Liberating Websites From Search Engines
Despite search engines, websites can make money. The key is to recognize that, while search engines might take all the value from an initial user visit, you get to keep the value from any non-search business. Thus, you must foster customer loyalty so that users go straight to your site instead of clicking through from search ads.I predict that liberation from search engines will be one of the biggest strategic issues for websites in the coming years. The question is: How can websites devote more of their budgets to keeping customers, rather than simply advertising for new visitors? Here are some ideas, ranging from the proven (newsletters) to the speculative (mobile services):
- Email newsletters. Getting people to sign up for regular newsletters remains the ultimate way to maintain a relationship. As usability studies show, a newsletter has much more of an emotional impact on people than a brief visit to a website.
- Request marketing. Have users tell you what they want, and then alert them when you have it.
- Discussion groups and other community features. Find ways to recognize particularly active members and thus further connect them to your site. Such recognition might be as simple as placing gold stars on their profiles or might include more substantial loyal-user benefits.
- Affiliate programs. These are alliances with other sites that promote your services to their users in return for a referral fee if their users do business with you. The program works best if the referring site can honestly recommend the destination site to its own target audience.
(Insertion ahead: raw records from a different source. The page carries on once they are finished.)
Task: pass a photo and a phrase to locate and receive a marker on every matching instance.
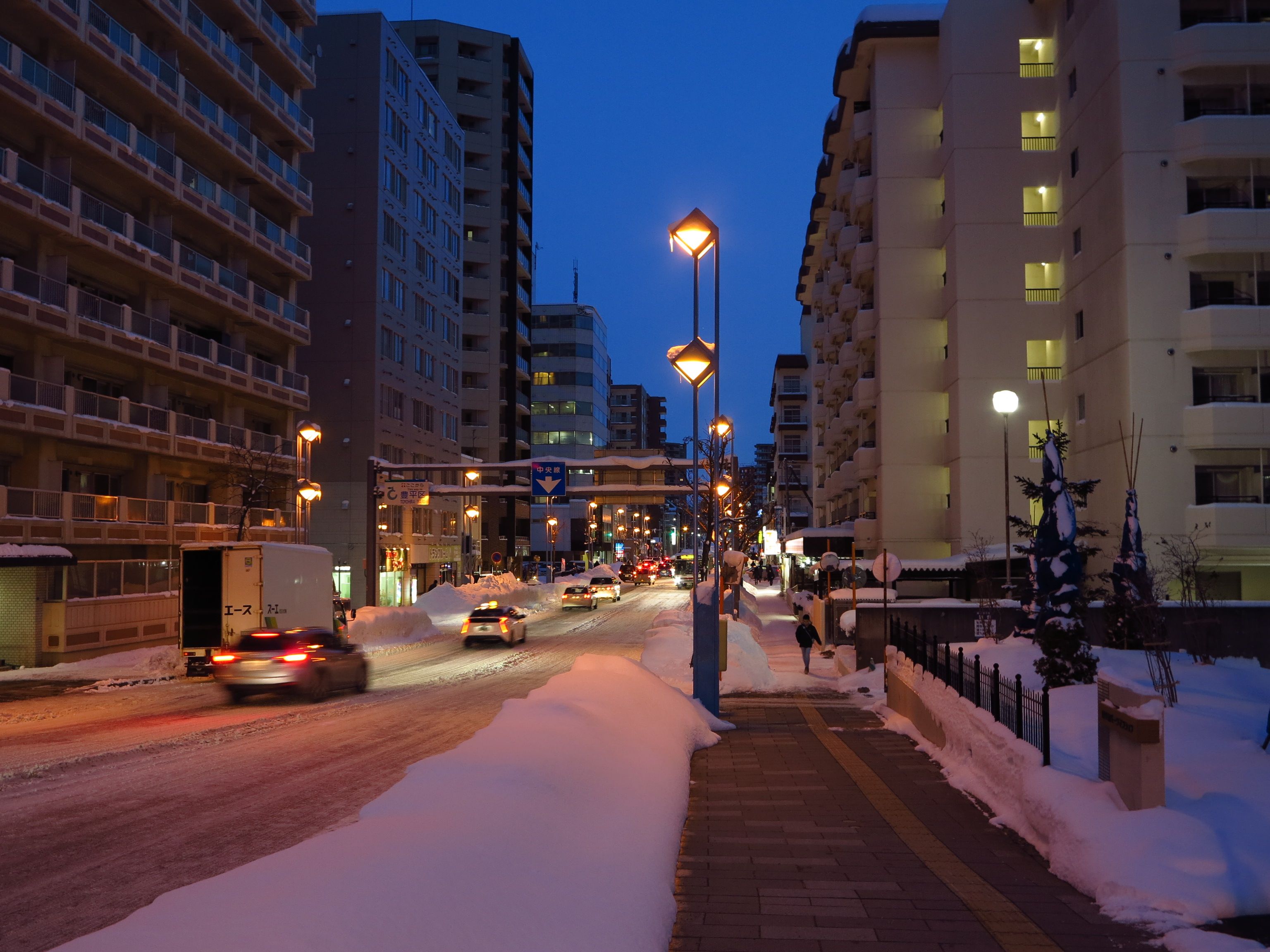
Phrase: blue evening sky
(645, 111)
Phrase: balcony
(1225, 328)
(1039, 131)
(74, 314)
(1223, 231)
(108, 133)
(1234, 136)
(1227, 426)
(33, 516)
(1036, 57)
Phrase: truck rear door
(201, 598)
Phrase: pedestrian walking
(807, 635)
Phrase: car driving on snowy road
(310, 662)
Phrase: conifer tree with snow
(1056, 558)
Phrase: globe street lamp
(308, 435)
(1005, 403)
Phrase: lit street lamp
(1005, 403)
(696, 362)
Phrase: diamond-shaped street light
(695, 234)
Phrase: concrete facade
(487, 82)
(1053, 198)
(385, 298)
(149, 263)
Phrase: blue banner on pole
(548, 480)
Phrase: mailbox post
(1132, 743)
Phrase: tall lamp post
(308, 492)
(696, 362)
(1005, 403)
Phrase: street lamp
(1005, 403)
(696, 362)
(308, 433)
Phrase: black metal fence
(1025, 712)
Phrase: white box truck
(230, 588)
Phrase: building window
(392, 346)
(394, 234)
(425, 262)
(392, 403)
(425, 313)
(397, 76)
(394, 126)
(392, 290)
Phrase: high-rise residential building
(385, 299)
(1009, 201)
(487, 82)
(149, 324)
(571, 381)
(637, 419)
(569, 399)
(790, 486)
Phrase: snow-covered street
(115, 797)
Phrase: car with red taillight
(308, 662)
(493, 622)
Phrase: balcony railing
(1044, 374)
(1039, 144)
(1036, 70)
(41, 78)
(84, 507)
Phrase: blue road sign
(548, 480)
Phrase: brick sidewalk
(792, 845)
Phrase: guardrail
(1025, 712)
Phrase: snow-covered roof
(17, 554)
(901, 13)
(845, 530)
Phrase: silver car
(309, 662)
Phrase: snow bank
(141, 663)
(377, 628)
(668, 652)
(449, 606)
(554, 828)
(1206, 856)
So, even though you have to pay them a cut, the cost isn't boundless the way it is on search engines because you're not competing with all other sites in the world for the right to be listed. If you're the best match for the referring site's audience, they'll want you -- rather than simply whoever offers the highest fee -- because your conversion rate will be better. (In an earlier column, I offer an example in which sales differed drastically depending on which affiliate partner a site chose to link to.)
- Newsfeeds. RSS might work, but I don't know yet as we're not starting our user research into RSS until next week. (We'll present findings about RSS usability at our upcoming conference.)
- Stick your URL onto any physical product you sell in the hope that customers will see it when they need supplies or a replacement.
- A hardware component that's hardwired to connect to your site's service. Without the iPod, the iTunes music store wouldn't be nearly as successful.
- Mobile features. Search engines' back-and-forth interaction style is clumsier on mobile devices. Conversely, mobile provides added value for services that know their users and understand sufficient context to give them exactly what they need, when they need it -- perhaps without their having to ask. Thus, users are more likely to actually subscribe to mobile services than to seek them out every time they feel the need. Being an icon on somebody's BlackBerry gives you top-of-mind presence and significantly increases the likelihood that that they'll visit your website when they want to do business. (You might even get paid for the mobile service -- but even without payment, it's worth it in search-liberation points.)
The real goal is to make users come back, and to have them come directly to your site instead of clicking on expensive ads. The ideas above are just a few ways to encourage repeat business. Further in-depth studies of user behaviors and customer needs should reveal many new ways of keeping users loyal.